Usulan bahwa mahasiswa perlu memperbanyak magang agar menjadi siap kerja sempat direspon secara menggelitik oleh Prof. Ariel Heryanto di Twitter (24 Januari 2020), “sesungguhnya magang itu untuk membantu PT atau membantu swasta/perusahaan?” Keduanya bisa saja berjalan seiring, ketika Menteri juga memberikan panduan yang lebih mengikat untuk menjamin hubungan mutualistik antara PT dengan sektor swasta. Misalnya juga kita berkaca dari PT di negara maju, maka pendanaan PT sudah diwarnai anggaran swasta. Jadi, bukan “SDM PT dibiayai PT, yang untung perusahaan/swasta” saja.
Efektivitas Gagasan
Lebih jauh, gagasan pembelajaran non kelas, hanya akan efektif bagi studi Soshum yang memang perlu berinteraksi langsung dengan masyarakat. Bagi Prodi-prodi yang interaksinya lebih banyak dengan laboratorium, tentu aktivitas di lab menjadi lebih penting. Jika demikian, maka pemerintah harus mendukung penuh kolaborasi PT dengan institusi riset non PT, termasuk perusahaan-perusahaan. Memperbanyak lab di PT atau menjadikan lab perusahaan sebagai tempat belajar mahasiswa dan dosen sehingga teori dan praktik tetap berkesinambungan. Yang dengan demikian, dorongan untuk sukses dari luar tembok kelas akan lebih mudah dicapai.

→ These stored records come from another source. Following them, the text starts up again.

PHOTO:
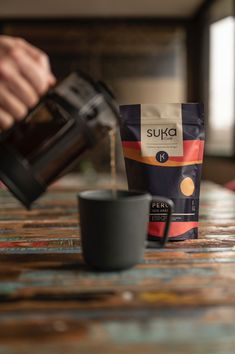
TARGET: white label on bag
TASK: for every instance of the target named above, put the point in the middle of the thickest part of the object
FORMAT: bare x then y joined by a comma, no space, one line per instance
161,130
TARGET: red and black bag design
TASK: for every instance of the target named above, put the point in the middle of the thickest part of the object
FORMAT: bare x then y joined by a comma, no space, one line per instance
163,147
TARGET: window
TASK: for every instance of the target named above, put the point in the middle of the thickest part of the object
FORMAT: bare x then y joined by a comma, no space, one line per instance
221,87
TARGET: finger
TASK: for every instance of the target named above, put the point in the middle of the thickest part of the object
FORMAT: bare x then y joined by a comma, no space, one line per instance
6,120
11,104
32,72
6,42
37,54
18,85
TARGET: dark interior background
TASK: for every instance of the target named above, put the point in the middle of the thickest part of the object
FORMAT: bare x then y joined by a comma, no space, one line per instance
142,59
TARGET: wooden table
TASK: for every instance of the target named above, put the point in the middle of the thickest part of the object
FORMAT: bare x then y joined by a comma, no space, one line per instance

Namun demikian, sepertinya ada persoalan pengetahuan dari Kemendikbud(Dikti) dengan apa yang sudah berjalan. Persis seperti belum terintegrasinya realitas lapangan dengan para pembuat kebijakan. Menjadikan mereka sinkron dan selaras dalam memajukan pendidikan di dalam negeri itulah yang justru akan menjadi peluang pembebas kita dari segala belenggu standarisasi pendidikan. Karena kita bisa lebih mudah belajar satu sama lain, tanpa ada yang merasa lebih hebat dan otoritatif.
Di situlah esensi merdeka yang lebih perlu dikejar oleh Kemendikbud(Dikti) dan PT secara khusus, juga seluruh stakeholder yang berkepentingan secara umum.
*) Inisiator Gerbatama: Connecting Academia dan Penerima Beasiswa IMPACT Program Doktor Kepemimpinan dan Inovasi Kebijakan-UGM. Tulisan adalah tanggung jawab pribadi penulis, tidak merepresentasikan pandangan lembaga.